The Adams family, previously from Kewtown, started their face-painting business many years ago and have more than 500 people queueing at their door for their unique skills.
Ardiel Adams, 49, and sons Zubair, 25, and Eesaa, 19, did a roaring trade with the Cape Town Street Parade on 2 January, with minstrels coming to them from before 5am.
The painters use brushes, as well as an airbrush technique using compressors.
The process starts with a white base coat, which is allowed to dry. The troupe’s colours are added to that.
The job is completed with a brush and loads of glitter that sparkle in the sunlight.
Eesaa started painting faces when he was in primary school.
“My entire life I have watched my father and Zubair do this.

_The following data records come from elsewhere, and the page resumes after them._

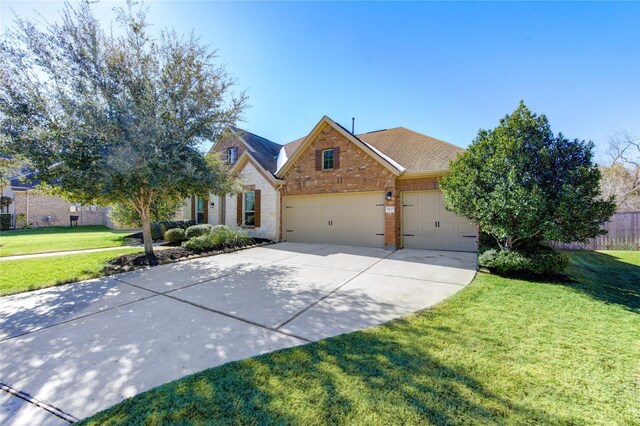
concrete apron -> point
(84, 347)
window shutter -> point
(257, 209)
(239, 220)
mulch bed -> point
(170, 253)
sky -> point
(445, 69)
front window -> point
(249, 211)
(231, 155)
(327, 159)
(200, 209)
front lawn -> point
(21, 275)
(47, 240)
(501, 351)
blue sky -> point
(443, 69)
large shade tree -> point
(115, 116)
(523, 184)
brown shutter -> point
(257, 208)
(239, 210)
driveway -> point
(83, 347)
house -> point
(377, 189)
(257, 208)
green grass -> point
(511, 351)
(21, 275)
(47, 240)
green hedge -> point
(541, 259)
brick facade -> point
(358, 171)
(229, 142)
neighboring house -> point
(376, 189)
(31, 207)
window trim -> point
(332, 159)
(245, 211)
(232, 156)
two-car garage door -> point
(358, 219)
(350, 219)
(428, 225)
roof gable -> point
(297, 147)
(247, 158)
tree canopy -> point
(115, 116)
(520, 183)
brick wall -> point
(41, 206)
(358, 170)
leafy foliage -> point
(521, 183)
(544, 260)
(160, 210)
(115, 117)
(217, 237)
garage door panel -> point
(351, 219)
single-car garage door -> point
(350, 219)
(426, 224)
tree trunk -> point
(145, 216)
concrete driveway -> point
(84, 347)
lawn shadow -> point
(365, 377)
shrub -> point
(175, 235)
(198, 230)
(537, 260)
(5, 221)
(159, 229)
(220, 236)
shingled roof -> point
(263, 150)
(412, 150)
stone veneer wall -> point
(358, 171)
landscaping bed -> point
(173, 252)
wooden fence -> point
(624, 234)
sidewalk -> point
(62, 253)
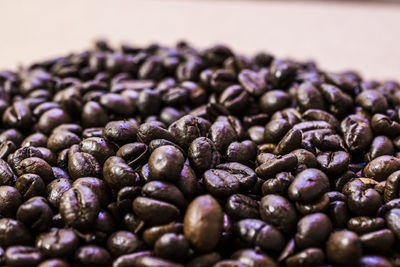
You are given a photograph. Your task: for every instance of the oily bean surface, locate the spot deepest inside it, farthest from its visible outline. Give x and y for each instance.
(175, 156)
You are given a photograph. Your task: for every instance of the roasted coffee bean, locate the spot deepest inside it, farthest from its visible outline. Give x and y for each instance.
(370, 261)
(275, 165)
(357, 135)
(382, 124)
(83, 165)
(11, 135)
(7, 177)
(240, 206)
(381, 167)
(164, 191)
(234, 98)
(121, 132)
(135, 154)
(23, 256)
(36, 214)
(36, 166)
(13, 232)
(149, 209)
(254, 257)
(308, 186)
(344, 248)
(106, 156)
(56, 189)
(7, 148)
(362, 199)
(222, 133)
(92, 255)
(23, 153)
(123, 242)
(363, 224)
(60, 140)
(273, 101)
(393, 222)
(151, 130)
(333, 163)
(79, 207)
(319, 205)
(10, 200)
(172, 246)
(275, 130)
(51, 119)
(166, 162)
(98, 187)
(306, 257)
(313, 230)
(255, 232)
(372, 101)
(278, 185)
(30, 185)
(279, 212)
(203, 223)
(57, 242)
(152, 234)
(308, 97)
(379, 241)
(392, 187)
(253, 82)
(203, 154)
(380, 146)
(291, 141)
(98, 148)
(117, 174)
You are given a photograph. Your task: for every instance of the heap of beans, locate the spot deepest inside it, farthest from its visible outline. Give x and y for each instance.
(176, 157)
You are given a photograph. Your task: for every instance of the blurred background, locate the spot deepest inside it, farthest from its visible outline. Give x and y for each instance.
(338, 35)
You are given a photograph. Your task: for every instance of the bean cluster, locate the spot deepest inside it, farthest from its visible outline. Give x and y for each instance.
(175, 157)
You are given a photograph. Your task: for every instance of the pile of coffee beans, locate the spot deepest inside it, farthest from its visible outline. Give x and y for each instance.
(172, 156)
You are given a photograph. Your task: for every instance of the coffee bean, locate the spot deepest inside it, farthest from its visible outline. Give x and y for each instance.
(79, 207)
(203, 223)
(279, 212)
(123, 242)
(392, 220)
(23, 256)
(82, 165)
(203, 154)
(148, 210)
(56, 189)
(306, 257)
(36, 166)
(36, 214)
(313, 230)
(369, 261)
(92, 255)
(240, 206)
(252, 82)
(121, 132)
(117, 174)
(172, 246)
(379, 241)
(13, 233)
(381, 167)
(166, 162)
(308, 185)
(275, 165)
(257, 233)
(364, 224)
(57, 242)
(344, 248)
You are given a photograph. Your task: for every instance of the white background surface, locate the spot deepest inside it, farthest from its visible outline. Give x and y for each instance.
(338, 35)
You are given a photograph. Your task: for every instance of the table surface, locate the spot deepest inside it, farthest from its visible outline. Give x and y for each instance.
(338, 35)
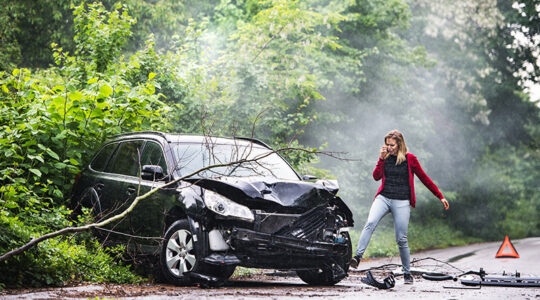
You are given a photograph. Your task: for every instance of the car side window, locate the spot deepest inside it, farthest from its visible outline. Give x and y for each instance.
(100, 160)
(153, 155)
(127, 160)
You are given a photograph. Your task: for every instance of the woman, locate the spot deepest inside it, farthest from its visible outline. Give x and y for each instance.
(396, 167)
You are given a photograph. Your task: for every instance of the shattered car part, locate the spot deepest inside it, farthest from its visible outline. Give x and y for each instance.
(507, 281)
(253, 213)
(388, 282)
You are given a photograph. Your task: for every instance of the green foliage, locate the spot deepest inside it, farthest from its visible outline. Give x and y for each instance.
(50, 123)
(60, 260)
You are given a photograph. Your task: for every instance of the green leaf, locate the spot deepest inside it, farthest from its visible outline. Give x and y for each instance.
(58, 88)
(36, 171)
(105, 91)
(52, 154)
(75, 96)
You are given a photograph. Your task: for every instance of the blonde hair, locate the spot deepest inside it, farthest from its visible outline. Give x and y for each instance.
(402, 148)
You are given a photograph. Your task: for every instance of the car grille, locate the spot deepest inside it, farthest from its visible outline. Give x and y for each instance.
(311, 225)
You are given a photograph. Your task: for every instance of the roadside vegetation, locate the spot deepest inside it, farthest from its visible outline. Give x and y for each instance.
(324, 75)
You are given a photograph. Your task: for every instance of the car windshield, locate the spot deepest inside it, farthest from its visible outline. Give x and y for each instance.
(194, 156)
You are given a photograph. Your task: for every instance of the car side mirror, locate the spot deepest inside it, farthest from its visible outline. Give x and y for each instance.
(309, 177)
(152, 172)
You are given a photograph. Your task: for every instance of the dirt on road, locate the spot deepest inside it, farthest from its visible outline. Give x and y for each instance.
(284, 285)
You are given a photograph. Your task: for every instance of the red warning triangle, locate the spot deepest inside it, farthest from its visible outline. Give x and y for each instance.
(507, 243)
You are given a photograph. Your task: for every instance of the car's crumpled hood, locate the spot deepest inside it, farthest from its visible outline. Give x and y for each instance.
(297, 194)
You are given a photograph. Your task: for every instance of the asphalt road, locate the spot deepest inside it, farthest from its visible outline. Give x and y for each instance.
(278, 285)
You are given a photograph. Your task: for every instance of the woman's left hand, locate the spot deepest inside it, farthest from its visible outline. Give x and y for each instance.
(445, 204)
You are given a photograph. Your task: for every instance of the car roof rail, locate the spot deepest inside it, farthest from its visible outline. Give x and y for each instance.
(142, 132)
(254, 140)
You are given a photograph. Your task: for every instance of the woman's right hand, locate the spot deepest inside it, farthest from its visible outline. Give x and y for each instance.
(384, 153)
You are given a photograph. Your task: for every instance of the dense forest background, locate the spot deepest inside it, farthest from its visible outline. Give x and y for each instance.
(455, 77)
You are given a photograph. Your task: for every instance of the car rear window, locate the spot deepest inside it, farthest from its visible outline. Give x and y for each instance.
(100, 160)
(153, 155)
(127, 159)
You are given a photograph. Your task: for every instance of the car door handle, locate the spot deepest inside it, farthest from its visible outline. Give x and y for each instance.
(131, 190)
(98, 187)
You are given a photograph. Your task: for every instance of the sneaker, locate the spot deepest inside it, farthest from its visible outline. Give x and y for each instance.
(408, 278)
(354, 262)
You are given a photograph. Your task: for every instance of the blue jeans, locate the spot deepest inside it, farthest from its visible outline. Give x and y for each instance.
(401, 211)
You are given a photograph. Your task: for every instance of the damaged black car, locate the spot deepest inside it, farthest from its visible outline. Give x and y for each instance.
(252, 209)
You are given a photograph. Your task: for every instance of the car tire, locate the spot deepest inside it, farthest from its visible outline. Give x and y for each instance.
(178, 257)
(323, 276)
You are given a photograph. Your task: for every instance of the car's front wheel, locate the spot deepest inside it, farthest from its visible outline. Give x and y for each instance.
(178, 257)
(324, 275)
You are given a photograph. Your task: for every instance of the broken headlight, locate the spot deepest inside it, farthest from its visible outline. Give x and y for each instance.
(225, 207)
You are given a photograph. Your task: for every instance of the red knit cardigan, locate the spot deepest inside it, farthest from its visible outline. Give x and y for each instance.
(414, 168)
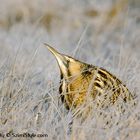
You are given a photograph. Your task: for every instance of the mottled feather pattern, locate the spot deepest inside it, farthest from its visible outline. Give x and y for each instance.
(85, 87)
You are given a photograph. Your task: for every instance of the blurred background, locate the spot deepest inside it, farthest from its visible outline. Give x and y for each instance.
(105, 33)
(87, 29)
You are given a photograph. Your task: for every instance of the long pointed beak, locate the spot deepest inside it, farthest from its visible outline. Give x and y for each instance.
(60, 57)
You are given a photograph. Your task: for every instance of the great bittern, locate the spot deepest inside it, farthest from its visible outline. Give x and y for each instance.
(83, 83)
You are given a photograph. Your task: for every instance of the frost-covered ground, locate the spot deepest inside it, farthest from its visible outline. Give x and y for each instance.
(101, 32)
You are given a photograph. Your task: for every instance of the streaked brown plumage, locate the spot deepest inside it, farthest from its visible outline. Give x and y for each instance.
(83, 83)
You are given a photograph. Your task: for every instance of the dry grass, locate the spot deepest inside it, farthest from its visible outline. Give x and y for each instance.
(98, 33)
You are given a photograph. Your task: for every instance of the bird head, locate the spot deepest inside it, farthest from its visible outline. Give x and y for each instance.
(68, 66)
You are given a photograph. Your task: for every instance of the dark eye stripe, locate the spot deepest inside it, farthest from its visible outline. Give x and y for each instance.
(104, 75)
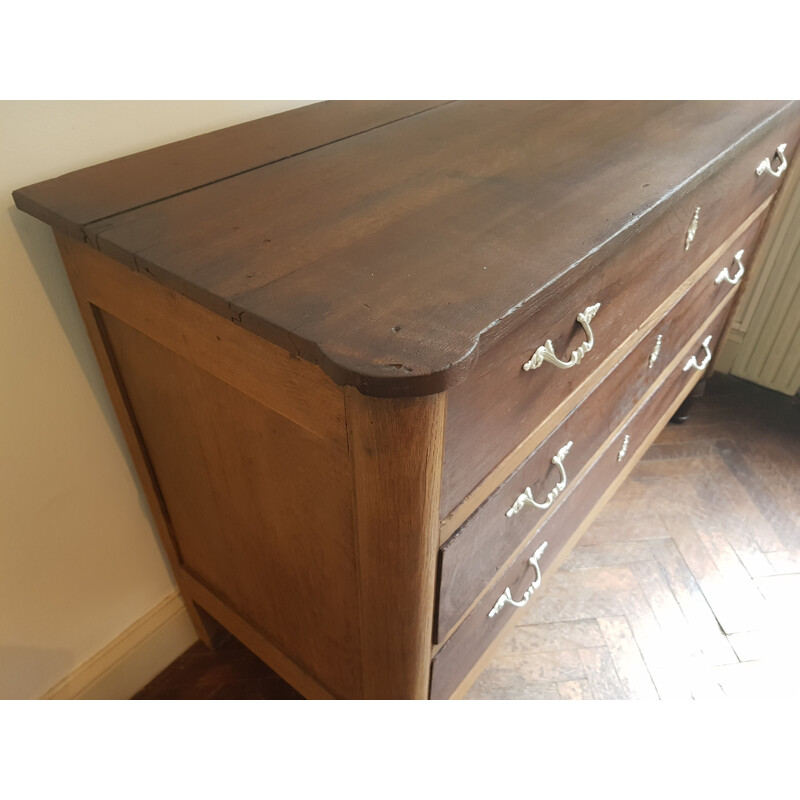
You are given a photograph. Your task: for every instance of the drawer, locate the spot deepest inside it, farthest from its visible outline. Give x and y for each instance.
(473, 555)
(462, 650)
(500, 404)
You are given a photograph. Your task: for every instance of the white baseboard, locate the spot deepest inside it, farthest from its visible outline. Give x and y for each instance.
(134, 658)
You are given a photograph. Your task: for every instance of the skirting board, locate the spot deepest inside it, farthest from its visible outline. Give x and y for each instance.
(133, 658)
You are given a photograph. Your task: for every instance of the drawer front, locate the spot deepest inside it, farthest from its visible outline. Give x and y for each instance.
(500, 403)
(467, 643)
(472, 556)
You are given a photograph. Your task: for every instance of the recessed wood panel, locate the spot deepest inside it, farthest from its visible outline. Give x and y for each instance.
(260, 508)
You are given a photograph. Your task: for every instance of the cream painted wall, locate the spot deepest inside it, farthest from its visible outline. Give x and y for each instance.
(79, 557)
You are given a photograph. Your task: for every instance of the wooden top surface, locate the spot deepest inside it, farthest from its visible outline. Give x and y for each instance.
(390, 241)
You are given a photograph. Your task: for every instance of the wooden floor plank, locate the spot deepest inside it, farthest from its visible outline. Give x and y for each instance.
(601, 674)
(552, 636)
(687, 585)
(628, 662)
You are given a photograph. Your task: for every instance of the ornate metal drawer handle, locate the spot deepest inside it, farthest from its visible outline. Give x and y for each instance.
(766, 164)
(537, 582)
(726, 276)
(546, 353)
(692, 362)
(526, 498)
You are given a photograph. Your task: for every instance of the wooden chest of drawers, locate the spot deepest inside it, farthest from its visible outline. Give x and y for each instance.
(380, 364)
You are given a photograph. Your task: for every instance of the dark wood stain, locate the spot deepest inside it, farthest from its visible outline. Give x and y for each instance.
(414, 241)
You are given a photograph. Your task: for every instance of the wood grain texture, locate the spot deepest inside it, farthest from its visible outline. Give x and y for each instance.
(630, 287)
(260, 509)
(73, 201)
(434, 233)
(631, 563)
(467, 649)
(470, 558)
(81, 281)
(397, 450)
(747, 438)
(268, 374)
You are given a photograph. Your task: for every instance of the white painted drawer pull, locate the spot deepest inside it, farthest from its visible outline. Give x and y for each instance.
(537, 582)
(546, 353)
(766, 164)
(692, 362)
(726, 276)
(526, 498)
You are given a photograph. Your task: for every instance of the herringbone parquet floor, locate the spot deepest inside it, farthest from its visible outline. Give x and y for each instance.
(686, 586)
(688, 583)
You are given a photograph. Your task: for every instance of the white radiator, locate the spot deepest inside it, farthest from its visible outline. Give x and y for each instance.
(763, 345)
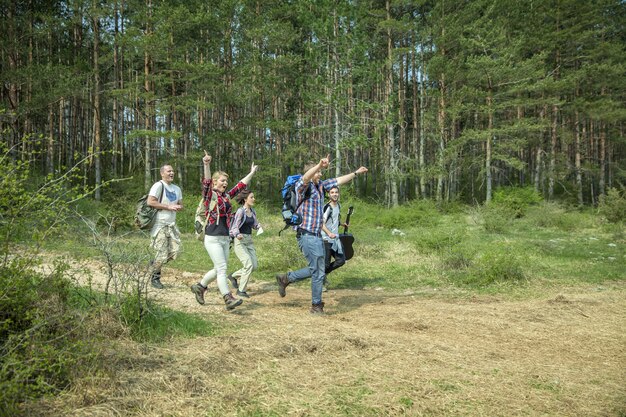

We have queues of people at our house from very early in the morning to have their art done. I learnt to do this by watching my family,” he says.
The teen says he tries his best to make every artwork unique and is inspired by the colours of the outfits worn by the teams.
“I started painting my dad’s face and Zubair’s when I was small. I practised on them and soon it just came naturally. I would do an entire troupe, choosing their mood based on their colours and gear. I love doing what I do,” Eesaa says.
Besides his passion for the klopse, Eesaa completed a one-year graphic design course last year and is now looking for a job.
The work he does for the klopse, however, brings in money while he is still job hunting.
“It’s my income for now. We charge R80 per face and R150 per head. The kids will pay a little less depending on their size,” the young man says.
Eesaa says he is very proud of their family.
“We work hard at what we do and it is amazing to see our customers so happy and excited when we are done with their art,” he says.
“I put everything into this. It makes me happy to be part of my family’s tradition.”